Bonded Exciplexes: A Fruitful Collaboration between Experiment and Theory

Professor Joseph Dinocenzo
Department of Chemistry, University of Rochester, Rochester, NY 14627-0216, USA

Lundi, 11 octobre 2010,
11h00 Salle RAPHAEL 2&3
site d Ivry-sur-Seine


Charge-transfer quenching of the singlet excited states of cyanoaromatic electron acceptors by pyridine is characterized by a driving force dependence that resembles those of conventional electron-transfer reactions, except that a plot of the log of the quenching rate constants vs. the free energy of electron transfer is displaced toward the endothermic region by 0.5-0.8 eV. The reactions therefore display rapid quenching even when conventional electron transfer is highly endothermic. No long-lived ion radicals or exciplex intermediates can be detected for the quenching reactions on the picosecond to microsecond time scale.
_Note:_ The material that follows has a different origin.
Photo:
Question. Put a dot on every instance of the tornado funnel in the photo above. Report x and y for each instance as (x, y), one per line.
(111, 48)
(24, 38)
The reactions are proposed to instead proceed through formation of a previously unrecognized, short-lived charge-transfer intermediate we call a "bonded exciplex". The bonded exciplex can be formally thought of as resulting from bond formation between the unpaired electrons of the ion radicals A-- and D+-. The bonding interaction significantly lowers the energy of the charge-transfer state. As a result of this interaction, the energy decreases with decreasing separation distance and, near van der Waals contact, the charge transfer configuration (A--D+) mixes with the repulsive excited state of the acceptor (A* + D) allowing efficient charge transfer reaction even when formation of A-- and D+- is thermodynamically forbidden. Experimental and computational evidence for the formation of bonded exciplexes will be presented.